Pinocchio is the creation of Italian children’s author Carlo Collodi, whose wooden boy was a lot less likeable than the Disneyfied version. I can find no reference to Disney buying the rights to use the story, so assume that no royalties were paid to the original creator or his descendants. In such circumstances was the Disney empire founded.

This photo was taken on December 28th in the same year the animated film was released, 1940. Pictured is a very handsome young man clutching his licensed character doll, which given the date of the photo, must have been a prized Christmas gift.

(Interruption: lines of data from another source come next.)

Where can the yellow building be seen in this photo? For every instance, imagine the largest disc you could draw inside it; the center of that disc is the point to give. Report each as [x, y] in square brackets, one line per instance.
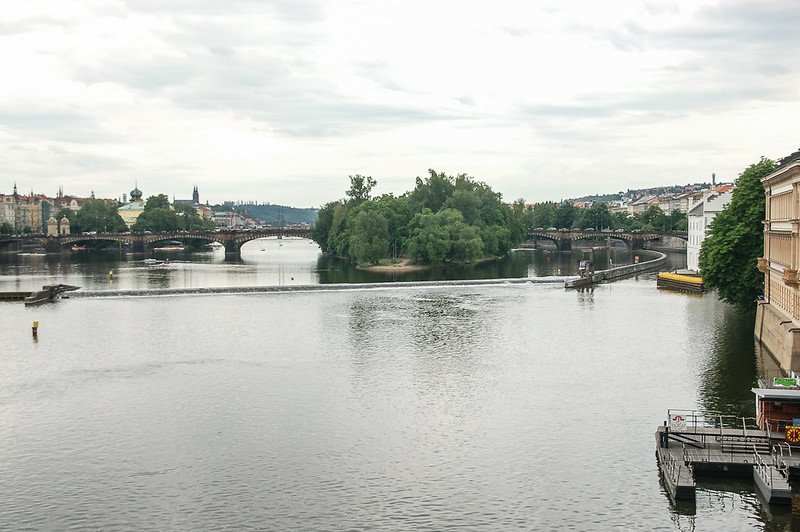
[131, 211]
[778, 316]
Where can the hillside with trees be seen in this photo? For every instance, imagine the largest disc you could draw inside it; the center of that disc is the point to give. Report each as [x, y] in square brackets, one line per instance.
[598, 216]
[443, 220]
[270, 214]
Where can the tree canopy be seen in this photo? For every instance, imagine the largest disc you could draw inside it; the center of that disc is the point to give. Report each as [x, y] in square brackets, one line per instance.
[98, 215]
[443, 220]
[735, 241]
[159, 216]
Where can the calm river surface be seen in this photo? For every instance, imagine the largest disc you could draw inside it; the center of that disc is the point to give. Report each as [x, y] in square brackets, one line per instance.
[496, 407]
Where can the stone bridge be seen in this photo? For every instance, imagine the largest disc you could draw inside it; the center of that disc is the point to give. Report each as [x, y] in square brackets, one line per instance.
[564, 238]
[232, 239]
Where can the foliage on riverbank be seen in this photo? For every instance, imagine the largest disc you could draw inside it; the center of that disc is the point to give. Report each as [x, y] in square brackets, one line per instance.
[729, 254]
[568, 216]
[159, 216]
[443, 220]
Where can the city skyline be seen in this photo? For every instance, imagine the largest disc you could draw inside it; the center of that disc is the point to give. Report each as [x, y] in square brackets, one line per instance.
[281, 101]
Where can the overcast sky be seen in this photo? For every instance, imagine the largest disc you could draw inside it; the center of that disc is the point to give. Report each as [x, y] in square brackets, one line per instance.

The photo, an enlargement of a  smaller photobooth image, measures 80 x 111 mm. It has been lightly hand coloured, with both the Pinocchio’s and the child’s cheeks highlighted with a lovely rose red.

Below is a scan of the back of the photo. Once again I am asking for help to decipher handwriting. Try as I might, I cannot work out what the first word is. I suspect it is either the name of the sitter or of the place where the photo was taken, possibly even the name of a store? I have added two scans with different toning, neither of which are very clear but they are the best results I could get from my aging scanner. The date December 28, 1940 is clear. Below that I think it says 3 years but I cannot make out the following word, nor understand why the year 1940 is written again. Any offers of help are greatly appreciated in the comments section. Thanks!